Steps 3 and 6 require additional tools, as follows.
Profiling codes on the SP
- Recompile with the -pg option:
xlf -pg -O3 -qhot ...
- Run the executable as usual
- This produces the trace file: gmon.out
- Use gprof to view the profile:
gprof executable_name gmon.out
[ Note: this type of profiling adds overhead. Recompile without -pg
before doing any production runs! ]
Here's a snippet of gprof output, from the "call graph profile:"
called/total parents
index %time self descendents called+self name index
called/total children
0.05 0.00 515084/4435146 .endpolpr [17]
0.05 0.00 553902/4435146 .endpolpl [15]
0.26 0.00 2836611/4435146 .endpolp2 [3]
[13] 4.7 0.40 0.00 4435146 ._log [13]
0.00 0.00 12/23 ._Errno [193]
This calling tree tells us that log is called by endpolpr,
endpolpl, endpolp2 and that log takes 4.7% of the code's total run
time. (4.7% may not be worth worrying about.) It also tells us that
log calls Errno.
From this, we know to examine the potential of subroutine endpolp2 for
the replacement of log with vlog. To avoid wasting time, we must
first determine if XLF has already done this, as described next.

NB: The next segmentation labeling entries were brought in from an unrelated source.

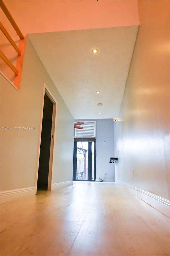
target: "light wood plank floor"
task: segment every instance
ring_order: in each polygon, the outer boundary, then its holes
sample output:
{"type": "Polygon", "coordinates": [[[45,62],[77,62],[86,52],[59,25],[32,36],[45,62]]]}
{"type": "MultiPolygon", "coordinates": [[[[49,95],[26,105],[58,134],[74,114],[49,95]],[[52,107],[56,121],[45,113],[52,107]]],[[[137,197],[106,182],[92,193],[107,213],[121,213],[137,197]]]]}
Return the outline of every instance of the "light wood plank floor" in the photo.
{"type": "Polygon", "coordinates": [[[124,185],[73,186],[1,205],[1,256],[167,256],[169,220],[124,185]]]}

Locate vector intrinsics added/missed by the compiler
- Obtain a compiler report by passing XLF the "-qreport" option:
xlf -qreport -O3 -qhot ...
- view the ".lst" file produced by the compiler.

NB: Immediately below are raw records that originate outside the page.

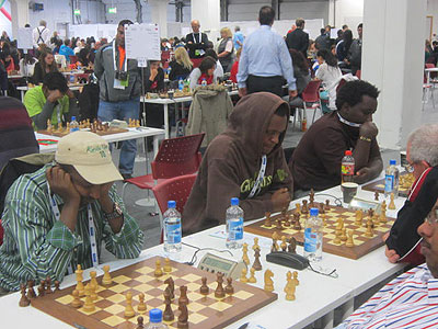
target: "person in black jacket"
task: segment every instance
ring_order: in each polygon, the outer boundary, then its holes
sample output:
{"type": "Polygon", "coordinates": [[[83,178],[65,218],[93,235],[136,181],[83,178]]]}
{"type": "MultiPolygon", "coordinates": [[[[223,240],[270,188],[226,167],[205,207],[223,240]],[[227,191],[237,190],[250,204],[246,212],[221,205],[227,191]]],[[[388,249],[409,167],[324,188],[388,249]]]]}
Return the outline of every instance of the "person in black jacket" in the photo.
{"type": "Polygon", "coordinates": [[[303,31],[306,21],[303,19],[297,19],[295,24],[297,29],[288,33],[286,36],[286,44],[289,49],[301,52],[304,58],[308,58],[309,34],[303,31]]]}
{"type": "Polygon", "coordinates": [[[193,33],[188,33],[185,37],[185,43],[188,48],[188,56],[191,58],[201,58],[208,47],[207,34],[199,32],[199,21],[192,21],[193,33]]]}

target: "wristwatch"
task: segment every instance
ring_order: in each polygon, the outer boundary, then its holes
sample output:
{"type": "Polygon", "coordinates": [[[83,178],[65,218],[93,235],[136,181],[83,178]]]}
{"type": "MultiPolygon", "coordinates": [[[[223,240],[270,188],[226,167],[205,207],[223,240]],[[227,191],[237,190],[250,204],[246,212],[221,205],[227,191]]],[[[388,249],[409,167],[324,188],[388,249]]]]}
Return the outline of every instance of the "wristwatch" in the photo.
{"type": "Polygon", "coordinates": [[[113,220],[117,217],[120,217],[123,215],[122,208],[117,202],[114,203],[113,205],[113,212],[110,214],[106,214],[105,212],[103,213],[104,217],[106,220],[113,220]]]}

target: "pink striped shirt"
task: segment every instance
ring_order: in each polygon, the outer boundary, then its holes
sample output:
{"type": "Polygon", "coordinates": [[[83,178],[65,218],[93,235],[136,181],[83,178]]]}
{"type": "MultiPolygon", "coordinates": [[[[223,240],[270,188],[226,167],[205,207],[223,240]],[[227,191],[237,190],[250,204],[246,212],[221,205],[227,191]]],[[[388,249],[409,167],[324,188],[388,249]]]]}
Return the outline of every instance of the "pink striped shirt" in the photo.
{"type": "Polygon", "coordinates": [[[338,328],[438,328],[438,279],[426,264],[382,287],[338,328]]]}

Here's a snippet from a report. It ain't perty, but you can find
occurances of both _exp and CALL __vexp" in this transformed code.

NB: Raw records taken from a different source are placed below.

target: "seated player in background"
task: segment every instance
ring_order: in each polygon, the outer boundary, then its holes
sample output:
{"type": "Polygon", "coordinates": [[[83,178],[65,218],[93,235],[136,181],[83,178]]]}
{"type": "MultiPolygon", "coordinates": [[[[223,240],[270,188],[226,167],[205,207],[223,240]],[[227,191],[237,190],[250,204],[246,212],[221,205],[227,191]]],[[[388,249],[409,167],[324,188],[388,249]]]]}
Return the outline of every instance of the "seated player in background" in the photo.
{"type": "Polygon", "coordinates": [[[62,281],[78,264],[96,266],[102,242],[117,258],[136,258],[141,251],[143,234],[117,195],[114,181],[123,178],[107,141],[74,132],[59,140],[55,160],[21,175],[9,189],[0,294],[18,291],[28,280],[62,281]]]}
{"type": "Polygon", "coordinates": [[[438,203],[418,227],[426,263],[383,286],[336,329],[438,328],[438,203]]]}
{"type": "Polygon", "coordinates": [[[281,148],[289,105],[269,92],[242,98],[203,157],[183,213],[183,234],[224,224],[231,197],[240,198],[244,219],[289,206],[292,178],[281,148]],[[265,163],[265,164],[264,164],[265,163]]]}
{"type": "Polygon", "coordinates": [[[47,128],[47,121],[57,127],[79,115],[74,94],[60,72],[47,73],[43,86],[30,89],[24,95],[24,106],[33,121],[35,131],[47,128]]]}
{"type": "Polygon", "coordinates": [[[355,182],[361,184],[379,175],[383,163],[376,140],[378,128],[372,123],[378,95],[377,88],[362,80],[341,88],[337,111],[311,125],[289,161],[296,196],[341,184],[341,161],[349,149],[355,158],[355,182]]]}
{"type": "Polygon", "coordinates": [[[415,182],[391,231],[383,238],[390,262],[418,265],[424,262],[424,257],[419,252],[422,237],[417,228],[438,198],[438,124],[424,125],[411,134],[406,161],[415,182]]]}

Remember, in the source code, vexp" didn't exist... the compiler has
rearranged the loops to replace exp with vexp.
@CSE23 = dr(1)
@CSE24 = _exp(-(rrate * %VAL(@CSE23)))
prob[].off0 = p1 * ( 1.0000000000000000E+000 - @CSE24)
@CSE25 = _exp(-(rrate2 * %VAL(@CSE23)))
prob2[].off0 = p1 * ( 1.0000000000000000E+000 - @CSE25)
temp2 = @CSE24
temp4 = @CSE25
@MARKSTK0 = __getstack()
GOTO lab_83
2913| lab_83
2886| IF ((@ICM6 > 0)) THEN
2893| @NumElements0 = int(int(@ICM6))
CALL __vexp((@addr.split6 + () + (8)*(0)),(@addr.split6 + ()&
& + (8)*(0)),@NumElements0)
2894| @NumElements1 = int(int(@ICM6))
CALL __vexp((@addr.split7 + () + (8)*(0)),(@addr.split7 + ()&
& + (8)*(0)),@NumElements1)
2886| @CIV4 = 0
Id=11 DO @CIV4 = @CIV4, int(@ICM6)-1
2898| @CSE31 = @addr.split6%@split6(@CIV4)
temp2 = temp2 * @CSE31
The compiler report also provides some annotation in english, as shown
in the following snippet:
Source Source Loop Id Action / Information
File Line
----- ------- ------- -----------------------------------------
1 2893 Vectorization applied to statement.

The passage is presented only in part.